When asked to co-host the Sunday Salon reading series in New York’s East Village, I laugh. Me—on stage? Of all the cruel jokes.

But Nita Noveno, series founder and cohost, is an inspiration. Her commitment to celebrating a diverse group of writers every month is heartfelt and unflagging. How can I not help out?

For the past handful of years now, I get up. I’m no Jimmy Fallon. I don’t ad lib. I redden like a teenager in love. But if I’ve learned anything from the experience, I’ve learned it’s not about me. It’s about fostering a warm, meaningful connection between the audience and the authors we host.

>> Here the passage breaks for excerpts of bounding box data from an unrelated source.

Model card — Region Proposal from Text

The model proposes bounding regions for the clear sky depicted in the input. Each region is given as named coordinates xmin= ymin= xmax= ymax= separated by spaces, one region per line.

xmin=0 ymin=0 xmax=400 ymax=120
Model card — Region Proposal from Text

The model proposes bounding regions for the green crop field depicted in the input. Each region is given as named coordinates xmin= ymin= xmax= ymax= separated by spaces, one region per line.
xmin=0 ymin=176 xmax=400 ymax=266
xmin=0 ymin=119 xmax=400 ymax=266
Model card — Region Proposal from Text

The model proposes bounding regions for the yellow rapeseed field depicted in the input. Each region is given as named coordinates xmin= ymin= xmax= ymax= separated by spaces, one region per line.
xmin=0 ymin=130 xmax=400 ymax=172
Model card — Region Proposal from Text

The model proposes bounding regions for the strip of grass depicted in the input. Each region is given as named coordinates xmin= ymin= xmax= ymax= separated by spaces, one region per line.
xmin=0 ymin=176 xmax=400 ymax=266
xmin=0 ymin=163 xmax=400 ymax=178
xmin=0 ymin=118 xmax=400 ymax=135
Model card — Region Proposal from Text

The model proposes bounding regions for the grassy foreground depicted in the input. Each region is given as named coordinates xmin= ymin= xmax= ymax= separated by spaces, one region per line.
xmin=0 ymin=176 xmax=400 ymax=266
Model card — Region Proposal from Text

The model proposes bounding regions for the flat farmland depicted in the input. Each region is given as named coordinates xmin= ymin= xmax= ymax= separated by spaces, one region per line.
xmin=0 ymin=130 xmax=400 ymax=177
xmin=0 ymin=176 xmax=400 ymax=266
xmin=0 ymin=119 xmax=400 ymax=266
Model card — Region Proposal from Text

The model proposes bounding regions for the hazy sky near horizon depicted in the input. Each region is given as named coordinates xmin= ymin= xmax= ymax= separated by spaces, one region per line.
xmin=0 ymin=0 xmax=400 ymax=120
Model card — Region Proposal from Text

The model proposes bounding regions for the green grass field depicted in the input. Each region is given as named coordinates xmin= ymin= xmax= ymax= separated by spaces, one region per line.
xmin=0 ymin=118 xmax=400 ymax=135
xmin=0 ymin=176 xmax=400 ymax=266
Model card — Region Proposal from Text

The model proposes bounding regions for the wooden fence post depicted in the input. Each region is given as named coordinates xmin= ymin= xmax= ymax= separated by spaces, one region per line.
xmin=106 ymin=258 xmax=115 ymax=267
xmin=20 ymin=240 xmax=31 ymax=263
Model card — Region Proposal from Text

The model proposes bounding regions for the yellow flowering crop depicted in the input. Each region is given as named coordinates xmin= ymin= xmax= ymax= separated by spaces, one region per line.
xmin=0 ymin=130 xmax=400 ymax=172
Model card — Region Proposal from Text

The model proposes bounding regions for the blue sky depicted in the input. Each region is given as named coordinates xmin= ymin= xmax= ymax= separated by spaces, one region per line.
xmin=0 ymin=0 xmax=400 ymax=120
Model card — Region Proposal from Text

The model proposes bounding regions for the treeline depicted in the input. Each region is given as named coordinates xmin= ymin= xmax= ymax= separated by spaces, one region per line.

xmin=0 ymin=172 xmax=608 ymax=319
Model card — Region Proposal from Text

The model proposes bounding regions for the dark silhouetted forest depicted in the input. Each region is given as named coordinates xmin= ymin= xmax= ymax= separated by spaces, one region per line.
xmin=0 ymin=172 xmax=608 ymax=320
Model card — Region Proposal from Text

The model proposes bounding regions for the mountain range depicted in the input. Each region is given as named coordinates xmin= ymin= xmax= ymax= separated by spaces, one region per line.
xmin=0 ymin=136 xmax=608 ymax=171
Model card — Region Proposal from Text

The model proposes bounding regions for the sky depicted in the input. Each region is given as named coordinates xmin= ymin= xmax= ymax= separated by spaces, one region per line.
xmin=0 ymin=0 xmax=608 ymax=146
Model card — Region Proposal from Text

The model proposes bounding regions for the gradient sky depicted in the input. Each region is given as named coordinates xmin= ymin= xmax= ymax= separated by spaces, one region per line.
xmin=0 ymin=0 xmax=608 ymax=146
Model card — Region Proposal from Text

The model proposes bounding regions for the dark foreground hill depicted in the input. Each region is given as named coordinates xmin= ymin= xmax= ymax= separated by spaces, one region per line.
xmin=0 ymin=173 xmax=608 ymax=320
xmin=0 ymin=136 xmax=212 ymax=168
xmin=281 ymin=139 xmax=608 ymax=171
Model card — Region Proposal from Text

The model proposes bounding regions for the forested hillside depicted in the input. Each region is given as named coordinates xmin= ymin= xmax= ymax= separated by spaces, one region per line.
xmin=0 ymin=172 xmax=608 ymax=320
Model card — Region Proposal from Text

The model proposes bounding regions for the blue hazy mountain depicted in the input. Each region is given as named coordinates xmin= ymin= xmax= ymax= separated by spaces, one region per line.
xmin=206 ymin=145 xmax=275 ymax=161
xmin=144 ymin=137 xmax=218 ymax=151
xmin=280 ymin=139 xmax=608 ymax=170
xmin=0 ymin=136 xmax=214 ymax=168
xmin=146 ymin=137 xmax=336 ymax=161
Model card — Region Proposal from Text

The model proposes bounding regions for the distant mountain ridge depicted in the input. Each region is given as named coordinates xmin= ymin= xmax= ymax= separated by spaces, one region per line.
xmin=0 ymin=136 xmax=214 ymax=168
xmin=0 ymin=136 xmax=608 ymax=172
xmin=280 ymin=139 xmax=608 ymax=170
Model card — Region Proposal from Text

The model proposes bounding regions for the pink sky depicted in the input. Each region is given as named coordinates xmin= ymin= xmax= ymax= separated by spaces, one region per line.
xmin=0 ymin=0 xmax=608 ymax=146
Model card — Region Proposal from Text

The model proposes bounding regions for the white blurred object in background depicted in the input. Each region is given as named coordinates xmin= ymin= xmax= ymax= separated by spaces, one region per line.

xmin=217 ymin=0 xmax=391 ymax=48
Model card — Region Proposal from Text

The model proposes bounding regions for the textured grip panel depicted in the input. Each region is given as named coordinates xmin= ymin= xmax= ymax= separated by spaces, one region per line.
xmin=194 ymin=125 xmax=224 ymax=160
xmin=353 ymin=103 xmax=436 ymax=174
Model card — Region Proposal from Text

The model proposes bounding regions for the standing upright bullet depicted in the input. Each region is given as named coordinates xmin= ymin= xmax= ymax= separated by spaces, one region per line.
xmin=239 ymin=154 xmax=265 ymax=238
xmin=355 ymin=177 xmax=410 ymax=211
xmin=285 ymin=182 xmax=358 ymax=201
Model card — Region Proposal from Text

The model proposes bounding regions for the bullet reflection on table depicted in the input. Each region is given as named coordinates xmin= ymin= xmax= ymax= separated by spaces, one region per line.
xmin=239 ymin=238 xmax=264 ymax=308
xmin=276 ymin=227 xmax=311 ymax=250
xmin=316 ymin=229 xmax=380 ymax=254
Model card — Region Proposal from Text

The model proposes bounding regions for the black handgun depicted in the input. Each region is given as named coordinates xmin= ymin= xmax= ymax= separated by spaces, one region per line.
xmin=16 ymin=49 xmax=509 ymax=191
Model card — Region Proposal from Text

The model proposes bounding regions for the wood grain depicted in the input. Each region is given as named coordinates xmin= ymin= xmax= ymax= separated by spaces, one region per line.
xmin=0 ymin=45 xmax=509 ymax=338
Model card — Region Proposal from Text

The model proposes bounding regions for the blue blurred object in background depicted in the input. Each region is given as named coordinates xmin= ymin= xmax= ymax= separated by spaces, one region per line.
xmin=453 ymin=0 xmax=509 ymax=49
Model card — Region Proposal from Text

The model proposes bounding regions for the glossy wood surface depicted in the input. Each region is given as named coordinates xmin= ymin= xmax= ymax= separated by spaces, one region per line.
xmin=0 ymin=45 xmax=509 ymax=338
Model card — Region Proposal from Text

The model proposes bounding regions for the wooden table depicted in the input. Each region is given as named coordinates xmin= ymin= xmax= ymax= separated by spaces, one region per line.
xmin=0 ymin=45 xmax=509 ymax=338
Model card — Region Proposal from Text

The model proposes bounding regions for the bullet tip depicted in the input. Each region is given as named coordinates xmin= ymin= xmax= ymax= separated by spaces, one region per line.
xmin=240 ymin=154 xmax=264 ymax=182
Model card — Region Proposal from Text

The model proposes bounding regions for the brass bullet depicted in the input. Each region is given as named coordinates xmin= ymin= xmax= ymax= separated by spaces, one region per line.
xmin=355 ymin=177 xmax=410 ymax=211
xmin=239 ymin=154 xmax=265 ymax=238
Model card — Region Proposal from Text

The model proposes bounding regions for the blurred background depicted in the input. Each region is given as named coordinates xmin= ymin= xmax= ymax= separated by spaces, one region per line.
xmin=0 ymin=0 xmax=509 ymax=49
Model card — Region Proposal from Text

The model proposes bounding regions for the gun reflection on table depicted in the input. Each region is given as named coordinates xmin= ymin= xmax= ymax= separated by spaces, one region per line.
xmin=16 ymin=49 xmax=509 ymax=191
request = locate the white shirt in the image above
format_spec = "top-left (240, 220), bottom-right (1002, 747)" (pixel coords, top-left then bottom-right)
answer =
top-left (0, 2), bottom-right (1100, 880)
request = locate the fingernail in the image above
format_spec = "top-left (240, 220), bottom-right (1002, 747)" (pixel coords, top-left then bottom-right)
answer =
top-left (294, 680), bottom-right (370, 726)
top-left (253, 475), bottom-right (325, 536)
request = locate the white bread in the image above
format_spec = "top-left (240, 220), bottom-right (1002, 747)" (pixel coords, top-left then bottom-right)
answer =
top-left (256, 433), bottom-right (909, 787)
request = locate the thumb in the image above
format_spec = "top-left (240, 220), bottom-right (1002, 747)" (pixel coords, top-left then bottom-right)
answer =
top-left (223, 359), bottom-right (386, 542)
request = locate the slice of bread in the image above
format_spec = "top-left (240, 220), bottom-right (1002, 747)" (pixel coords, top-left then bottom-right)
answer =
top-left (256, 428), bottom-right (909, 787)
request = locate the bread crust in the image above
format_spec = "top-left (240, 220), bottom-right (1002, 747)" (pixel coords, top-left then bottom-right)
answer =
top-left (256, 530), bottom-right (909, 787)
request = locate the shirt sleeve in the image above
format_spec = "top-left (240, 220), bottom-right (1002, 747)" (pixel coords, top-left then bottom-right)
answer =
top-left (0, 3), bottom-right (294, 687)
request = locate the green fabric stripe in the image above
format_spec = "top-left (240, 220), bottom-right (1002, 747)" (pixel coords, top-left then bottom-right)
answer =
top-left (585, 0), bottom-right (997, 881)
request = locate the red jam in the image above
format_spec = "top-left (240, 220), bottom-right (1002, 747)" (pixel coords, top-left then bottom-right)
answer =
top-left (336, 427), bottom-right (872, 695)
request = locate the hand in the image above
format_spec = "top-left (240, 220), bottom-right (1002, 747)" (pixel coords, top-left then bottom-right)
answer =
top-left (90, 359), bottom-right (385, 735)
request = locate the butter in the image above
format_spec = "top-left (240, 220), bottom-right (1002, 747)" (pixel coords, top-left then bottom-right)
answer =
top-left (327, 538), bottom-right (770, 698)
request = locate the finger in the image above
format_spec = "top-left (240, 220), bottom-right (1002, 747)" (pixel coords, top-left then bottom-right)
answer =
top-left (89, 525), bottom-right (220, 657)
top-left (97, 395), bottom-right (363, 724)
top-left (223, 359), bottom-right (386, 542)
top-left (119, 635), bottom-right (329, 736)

When you have a book, there is no choice. Putting yourself out there is a necessary component of the writing life. Every time I have a reading or an event, I face the constellation of old fears. The child inside wants to dive under the covers. Some of this unease is probably on par with that of others who spend countless hours holed up alone in their heads. We tend to be an introverted bunch. But over the years I’ve had the immense privilege of reading with writers born for the stage, who have broken into pitch-perfect song, and the incredible honor of hosting writers who have brought the entire room from full-bodied laughter to chills then tears. While I wouldn’t say it’s gotten easier, I know I’ll get through. Sometimes, I even enjoy it.

Here’s what little I know:

Be yourself. The biggest and fanciest don’t necessarily make the best readers. Whoever you are, it’s not enough to bumble through your piece in a dismal monotone. Know your music. Play that song.

Check your ego. Consider the audience. People have come to hear you. Look up and acknowledge them once in a while.

Keep it short. Satisfy the listener, but it’s all right to leave them wanting more. I once heard a very important writer drone on from her very important chair without lifting her head for almost an hour. This is never okay.

Preparation helps. Sure, you wrote the thing, so it may seem counterintuitive to practice, but reading your work out loud demands a different kind of attention. Print your document in a large font or if you are reading from your book, mark up the text for pauses, emphasis, etc.

Captivate your audience. Remember your beloved school librarian? And the kid next to you who wet his pants because he was so enthralled by her swash-buckling pirate tale? Strive for that. Bonus points if they forget all bodily functions.

Storytelling – that’s why you’re here. Tell a damned good one. This is your job.

If you still have the jitters, hit the bar. One drink—not six—before show time should do it.